Politics

Court strikes out Case after 11 ECOWAS nationals deported

An Accra High Court has struck out a human rights suit filed on behalf of eleven West African nationals after it emerged that the group had already been deported over the weekend.

The applicants, four Nigerians, three Togolese, two Malians, one Gambian and one Liberian—had asked the court to stop their repatriation and compel the government to produce them, insisting they were being held in Ghana against their will.

When the case was called on Tuesday, September 23, presiding judge Priscilla Ofori stressed the matter’s wider significance.

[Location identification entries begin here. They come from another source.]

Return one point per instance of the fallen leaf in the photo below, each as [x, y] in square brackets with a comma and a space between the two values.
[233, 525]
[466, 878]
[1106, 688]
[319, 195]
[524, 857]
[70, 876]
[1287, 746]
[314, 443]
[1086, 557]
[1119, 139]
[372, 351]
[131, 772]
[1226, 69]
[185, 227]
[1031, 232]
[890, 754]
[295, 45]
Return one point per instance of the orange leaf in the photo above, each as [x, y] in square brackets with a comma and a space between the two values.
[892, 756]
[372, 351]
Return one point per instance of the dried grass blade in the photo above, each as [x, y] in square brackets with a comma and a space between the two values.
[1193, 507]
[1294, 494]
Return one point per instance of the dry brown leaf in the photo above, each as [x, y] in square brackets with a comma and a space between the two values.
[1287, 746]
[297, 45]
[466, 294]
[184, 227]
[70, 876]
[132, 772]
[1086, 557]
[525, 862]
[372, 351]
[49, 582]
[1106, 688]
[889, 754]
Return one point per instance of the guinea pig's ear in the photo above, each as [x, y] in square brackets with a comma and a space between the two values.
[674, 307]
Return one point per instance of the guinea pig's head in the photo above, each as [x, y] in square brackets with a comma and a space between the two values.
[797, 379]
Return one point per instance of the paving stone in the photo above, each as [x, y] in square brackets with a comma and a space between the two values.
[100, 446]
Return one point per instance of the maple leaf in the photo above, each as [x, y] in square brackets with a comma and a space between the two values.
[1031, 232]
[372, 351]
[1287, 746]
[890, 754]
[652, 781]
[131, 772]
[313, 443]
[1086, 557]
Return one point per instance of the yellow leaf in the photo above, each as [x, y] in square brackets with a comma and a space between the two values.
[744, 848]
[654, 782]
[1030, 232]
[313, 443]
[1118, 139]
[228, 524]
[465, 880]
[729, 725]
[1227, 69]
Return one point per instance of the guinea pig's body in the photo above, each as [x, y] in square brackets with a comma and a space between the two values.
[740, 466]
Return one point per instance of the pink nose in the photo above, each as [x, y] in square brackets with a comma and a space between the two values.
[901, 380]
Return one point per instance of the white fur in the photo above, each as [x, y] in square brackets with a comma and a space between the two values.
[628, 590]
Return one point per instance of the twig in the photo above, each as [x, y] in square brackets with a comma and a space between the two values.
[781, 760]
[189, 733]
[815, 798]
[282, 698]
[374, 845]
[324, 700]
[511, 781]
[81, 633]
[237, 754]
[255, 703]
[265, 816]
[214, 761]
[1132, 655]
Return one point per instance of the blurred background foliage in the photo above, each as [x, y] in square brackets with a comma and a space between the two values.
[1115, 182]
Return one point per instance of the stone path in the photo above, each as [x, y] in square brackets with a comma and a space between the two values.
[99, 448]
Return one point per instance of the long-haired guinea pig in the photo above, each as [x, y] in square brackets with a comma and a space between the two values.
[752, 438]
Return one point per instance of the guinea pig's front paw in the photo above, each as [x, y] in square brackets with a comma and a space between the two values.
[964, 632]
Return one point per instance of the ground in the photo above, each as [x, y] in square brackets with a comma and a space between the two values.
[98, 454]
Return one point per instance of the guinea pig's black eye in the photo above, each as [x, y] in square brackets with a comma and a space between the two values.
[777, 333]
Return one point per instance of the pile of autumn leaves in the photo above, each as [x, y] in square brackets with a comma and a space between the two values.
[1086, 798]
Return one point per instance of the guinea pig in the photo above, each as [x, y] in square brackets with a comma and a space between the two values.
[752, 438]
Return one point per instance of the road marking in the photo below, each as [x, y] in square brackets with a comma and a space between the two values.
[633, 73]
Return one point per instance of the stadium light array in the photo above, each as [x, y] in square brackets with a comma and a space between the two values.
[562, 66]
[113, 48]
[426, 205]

“I have perused the necessary order and considering the fact that the case is of national and international interest I am of the opinion that it would be in the interest of justice for the two motions brought ex parte to be brought on notice to the respondent for consideration,” she said.

But lead counsel Oliver Barker-Vormawor informed the court that the applications had become redundant.

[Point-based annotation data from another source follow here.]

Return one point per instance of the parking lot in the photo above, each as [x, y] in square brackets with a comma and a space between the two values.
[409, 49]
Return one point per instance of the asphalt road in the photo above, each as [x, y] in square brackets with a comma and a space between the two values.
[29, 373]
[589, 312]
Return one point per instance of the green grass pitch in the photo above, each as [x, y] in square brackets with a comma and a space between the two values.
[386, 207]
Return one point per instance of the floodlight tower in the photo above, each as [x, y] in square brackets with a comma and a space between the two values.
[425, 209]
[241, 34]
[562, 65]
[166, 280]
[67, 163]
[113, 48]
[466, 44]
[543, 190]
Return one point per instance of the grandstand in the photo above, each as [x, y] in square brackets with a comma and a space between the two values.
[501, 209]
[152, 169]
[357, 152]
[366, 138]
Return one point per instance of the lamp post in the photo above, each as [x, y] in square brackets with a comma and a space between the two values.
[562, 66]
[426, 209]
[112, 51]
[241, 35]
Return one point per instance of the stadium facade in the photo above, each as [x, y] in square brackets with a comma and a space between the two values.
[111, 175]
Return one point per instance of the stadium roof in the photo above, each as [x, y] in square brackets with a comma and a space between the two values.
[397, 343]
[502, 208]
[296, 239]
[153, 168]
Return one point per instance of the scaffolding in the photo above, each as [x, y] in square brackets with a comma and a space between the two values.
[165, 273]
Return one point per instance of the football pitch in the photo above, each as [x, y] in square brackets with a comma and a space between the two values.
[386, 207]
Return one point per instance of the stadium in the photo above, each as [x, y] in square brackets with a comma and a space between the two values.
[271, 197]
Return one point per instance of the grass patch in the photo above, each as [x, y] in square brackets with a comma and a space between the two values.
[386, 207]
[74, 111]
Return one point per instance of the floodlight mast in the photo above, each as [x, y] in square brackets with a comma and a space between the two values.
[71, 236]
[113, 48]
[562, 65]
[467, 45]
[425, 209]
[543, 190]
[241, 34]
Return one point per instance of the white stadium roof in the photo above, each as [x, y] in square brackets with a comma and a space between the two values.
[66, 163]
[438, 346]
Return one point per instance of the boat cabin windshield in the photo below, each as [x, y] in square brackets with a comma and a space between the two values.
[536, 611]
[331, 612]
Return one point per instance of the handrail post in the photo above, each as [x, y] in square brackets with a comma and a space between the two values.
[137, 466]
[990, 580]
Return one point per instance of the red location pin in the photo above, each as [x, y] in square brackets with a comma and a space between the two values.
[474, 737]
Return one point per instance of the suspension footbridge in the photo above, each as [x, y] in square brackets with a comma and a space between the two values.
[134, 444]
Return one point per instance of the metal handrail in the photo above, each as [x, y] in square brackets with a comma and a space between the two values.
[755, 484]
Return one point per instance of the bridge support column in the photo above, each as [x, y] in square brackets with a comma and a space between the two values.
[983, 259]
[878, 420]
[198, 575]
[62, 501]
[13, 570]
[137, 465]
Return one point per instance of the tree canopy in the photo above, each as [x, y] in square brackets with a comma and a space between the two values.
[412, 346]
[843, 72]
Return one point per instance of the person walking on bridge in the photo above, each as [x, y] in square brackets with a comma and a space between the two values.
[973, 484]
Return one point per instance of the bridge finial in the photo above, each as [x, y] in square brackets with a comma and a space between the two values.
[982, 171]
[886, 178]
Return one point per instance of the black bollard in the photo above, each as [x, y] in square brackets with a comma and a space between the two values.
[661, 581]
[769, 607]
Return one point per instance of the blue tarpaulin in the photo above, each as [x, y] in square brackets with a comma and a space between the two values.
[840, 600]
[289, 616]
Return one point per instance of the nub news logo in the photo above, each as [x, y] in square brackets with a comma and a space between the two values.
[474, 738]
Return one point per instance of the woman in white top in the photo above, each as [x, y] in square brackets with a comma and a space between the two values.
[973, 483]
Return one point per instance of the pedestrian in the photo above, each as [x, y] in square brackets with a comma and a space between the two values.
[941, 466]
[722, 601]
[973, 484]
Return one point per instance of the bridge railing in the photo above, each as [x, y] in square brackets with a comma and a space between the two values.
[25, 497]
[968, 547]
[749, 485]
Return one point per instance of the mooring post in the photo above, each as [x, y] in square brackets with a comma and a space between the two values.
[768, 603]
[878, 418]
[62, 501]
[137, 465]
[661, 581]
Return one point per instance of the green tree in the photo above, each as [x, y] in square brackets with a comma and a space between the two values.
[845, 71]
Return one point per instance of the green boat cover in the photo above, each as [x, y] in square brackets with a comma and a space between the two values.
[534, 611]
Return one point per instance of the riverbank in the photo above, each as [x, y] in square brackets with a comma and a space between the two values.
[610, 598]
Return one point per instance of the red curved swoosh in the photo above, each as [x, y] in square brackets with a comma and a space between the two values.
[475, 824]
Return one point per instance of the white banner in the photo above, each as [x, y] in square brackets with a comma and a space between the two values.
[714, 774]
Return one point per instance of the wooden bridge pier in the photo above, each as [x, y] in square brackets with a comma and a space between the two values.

“We had before the court two applications, one seeking a writ of habeas corpus and the second for an interim injunction preventing the repatriation of the applicants in the substantive human rights action.

“Unfortunately, when we appeared on Thursday, last week, the court adjourned the matter to this morning and declined our prayer to grant an order to prevent removal in the interim.

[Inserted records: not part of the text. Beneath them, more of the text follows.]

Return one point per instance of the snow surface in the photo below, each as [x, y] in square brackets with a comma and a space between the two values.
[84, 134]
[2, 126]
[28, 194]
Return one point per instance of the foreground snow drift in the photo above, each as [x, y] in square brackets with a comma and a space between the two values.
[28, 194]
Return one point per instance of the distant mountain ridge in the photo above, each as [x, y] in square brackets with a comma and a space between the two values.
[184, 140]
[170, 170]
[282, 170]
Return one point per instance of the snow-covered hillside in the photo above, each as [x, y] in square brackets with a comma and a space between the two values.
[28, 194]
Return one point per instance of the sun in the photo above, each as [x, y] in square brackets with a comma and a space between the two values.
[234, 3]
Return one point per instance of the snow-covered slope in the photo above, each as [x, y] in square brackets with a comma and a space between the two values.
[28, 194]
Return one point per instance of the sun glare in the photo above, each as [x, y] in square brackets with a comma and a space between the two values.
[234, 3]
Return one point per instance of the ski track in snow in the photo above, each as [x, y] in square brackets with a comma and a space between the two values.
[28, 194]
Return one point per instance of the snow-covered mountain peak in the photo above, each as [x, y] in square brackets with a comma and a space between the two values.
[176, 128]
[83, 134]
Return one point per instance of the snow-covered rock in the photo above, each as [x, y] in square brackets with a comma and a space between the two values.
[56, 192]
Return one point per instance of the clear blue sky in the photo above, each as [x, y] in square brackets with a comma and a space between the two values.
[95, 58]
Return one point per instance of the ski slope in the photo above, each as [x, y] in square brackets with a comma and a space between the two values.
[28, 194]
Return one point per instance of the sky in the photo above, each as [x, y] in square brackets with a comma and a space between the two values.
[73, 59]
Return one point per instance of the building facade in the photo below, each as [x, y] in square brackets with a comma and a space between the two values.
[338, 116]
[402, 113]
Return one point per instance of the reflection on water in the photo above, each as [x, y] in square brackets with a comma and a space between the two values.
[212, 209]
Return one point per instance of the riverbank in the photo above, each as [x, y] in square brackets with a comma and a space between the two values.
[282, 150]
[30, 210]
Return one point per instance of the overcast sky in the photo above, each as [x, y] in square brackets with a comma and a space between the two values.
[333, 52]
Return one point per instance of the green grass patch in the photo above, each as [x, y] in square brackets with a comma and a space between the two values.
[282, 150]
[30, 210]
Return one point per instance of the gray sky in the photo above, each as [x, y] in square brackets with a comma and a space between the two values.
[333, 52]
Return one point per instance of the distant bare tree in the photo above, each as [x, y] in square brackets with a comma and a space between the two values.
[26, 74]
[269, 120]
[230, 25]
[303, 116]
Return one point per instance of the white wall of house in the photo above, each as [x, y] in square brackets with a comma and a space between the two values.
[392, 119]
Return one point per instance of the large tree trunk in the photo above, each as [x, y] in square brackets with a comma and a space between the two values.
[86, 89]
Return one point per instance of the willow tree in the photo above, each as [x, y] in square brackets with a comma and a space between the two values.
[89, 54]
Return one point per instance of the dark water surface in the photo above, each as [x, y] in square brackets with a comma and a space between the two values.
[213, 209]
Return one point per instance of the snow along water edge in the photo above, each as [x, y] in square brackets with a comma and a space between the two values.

“We have to inform the court that the persons whose human rights we were seeking to enforce were all deported over the weekend, and as such, our applications have become moot. This is precisely the injury we were trying to prevent,” he said.

Barker-Vormawor further urged the court to adopt a firmer stance in future cases.

“As the court has recognised the national and international interest in these matters, several more refugee seekers are to be brought in pursuant to an agreement between the government and the US authorities and if urgent applications of this nature are not treated with the sensitivity required, our courts will be disabled from doing justice.”

Though expressing dissatisfaction with the deportation, the court allowed the lawyer’s request to withdraw.

“The court is, however, not happy with the news of the deportation of the persons on whose behalf the instant applications are before the court and since counsel for the applicant pray to withdraw the applications before the court, that is the two motions ex parte and the motion on notice for interlocutory injunction which was filed on Friday, September 19.

In view of the prayer made by the counsel for the applicant to withdraw the suit is hereby struck out as withdrawn,” the judge ruled.